Browsing by Subject "QA system"

Sort by: Order: Results:

  • Rintaniemi, Ari-Heikki (2024)
    In this thesis a Retrieval-Augmented Generation (RAG) based Question Answering (QA) system is implemented. The RAG framework is composed of three components: a data storage, a retriever and a generator. To evaluate the performance of the system, a QA dataset is created from Prime minister Orpo's Government Programme. The QA pairs are created by human and also generated by using transformer-based language models. Experiments are conducted by using the created QA dataset to evaluate the performance of the different options to implement the retriever (both traditional algorithmic and transformer-based language models) and generator (transformer-based language models) components. The language model options used in the generator component are the same which were used for generating QA pairs to the QA dataset. Mean reciprocal rank (MRR) and semantic answer similarity (SAS) are used to measure the performance of the retriever and generator component, respectively. The used SAS metric turns out to be useful for providing an aggregated level view on the performance of the QA system, but it is not an optimal evaluation metric for every scenario identified in the results of the experiments.

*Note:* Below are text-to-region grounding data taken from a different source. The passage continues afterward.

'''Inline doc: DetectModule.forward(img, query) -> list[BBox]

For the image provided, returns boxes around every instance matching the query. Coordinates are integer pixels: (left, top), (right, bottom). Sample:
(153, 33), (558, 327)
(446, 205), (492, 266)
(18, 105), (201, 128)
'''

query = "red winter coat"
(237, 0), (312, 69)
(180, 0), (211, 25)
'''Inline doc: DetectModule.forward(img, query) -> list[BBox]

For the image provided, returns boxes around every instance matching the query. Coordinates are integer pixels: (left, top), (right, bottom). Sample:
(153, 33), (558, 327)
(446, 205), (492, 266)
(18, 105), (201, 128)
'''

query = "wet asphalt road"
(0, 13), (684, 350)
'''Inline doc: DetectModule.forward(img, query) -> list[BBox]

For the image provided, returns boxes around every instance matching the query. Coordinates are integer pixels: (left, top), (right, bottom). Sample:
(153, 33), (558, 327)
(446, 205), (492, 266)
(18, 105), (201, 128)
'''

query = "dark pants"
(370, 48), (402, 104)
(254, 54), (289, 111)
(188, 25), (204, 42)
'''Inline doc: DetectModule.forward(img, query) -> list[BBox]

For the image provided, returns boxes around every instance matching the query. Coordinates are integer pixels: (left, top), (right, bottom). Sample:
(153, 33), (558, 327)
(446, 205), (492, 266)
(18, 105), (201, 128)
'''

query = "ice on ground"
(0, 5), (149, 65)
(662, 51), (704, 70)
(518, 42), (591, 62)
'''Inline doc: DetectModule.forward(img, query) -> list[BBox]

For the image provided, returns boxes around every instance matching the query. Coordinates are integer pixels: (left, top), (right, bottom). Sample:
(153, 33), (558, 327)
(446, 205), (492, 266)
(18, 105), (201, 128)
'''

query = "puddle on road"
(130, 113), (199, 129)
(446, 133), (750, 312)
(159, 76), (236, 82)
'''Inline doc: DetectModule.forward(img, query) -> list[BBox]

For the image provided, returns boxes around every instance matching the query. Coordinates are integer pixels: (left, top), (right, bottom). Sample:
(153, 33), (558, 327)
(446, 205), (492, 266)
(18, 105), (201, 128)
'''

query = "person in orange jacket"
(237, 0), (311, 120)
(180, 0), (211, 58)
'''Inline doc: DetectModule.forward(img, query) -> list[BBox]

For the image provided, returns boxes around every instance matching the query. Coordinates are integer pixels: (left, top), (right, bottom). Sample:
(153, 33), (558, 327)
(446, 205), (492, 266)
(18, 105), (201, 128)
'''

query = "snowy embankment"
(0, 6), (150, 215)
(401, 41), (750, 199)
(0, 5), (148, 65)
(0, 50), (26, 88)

Inference costs of the system are also analysed, as commercial language models are included in the evaluation. Analysis of the created QA dataset shows that the language models generate questions that tend to reveal information from the underlying paragraphs, or the questions do not provide enough context, making the questions difficult to answer for the QA system. The human created questions are diverse and thus more difficult to answer compared to the language model generated questions. The QA pair source affects the results: the language models used in the generator component receive on average high score answers to QA pairs which they had themselves generated. In order to create a high quality QA dataset for QA system evaluation, human effort is needed for creating the QA pairs, but also prompt engineering could provide a way to generate more usable QA pairs. Evaluation approaches for the generator component need further research in order to find alternatives that would provide an unbiased view to the performance of the QA system.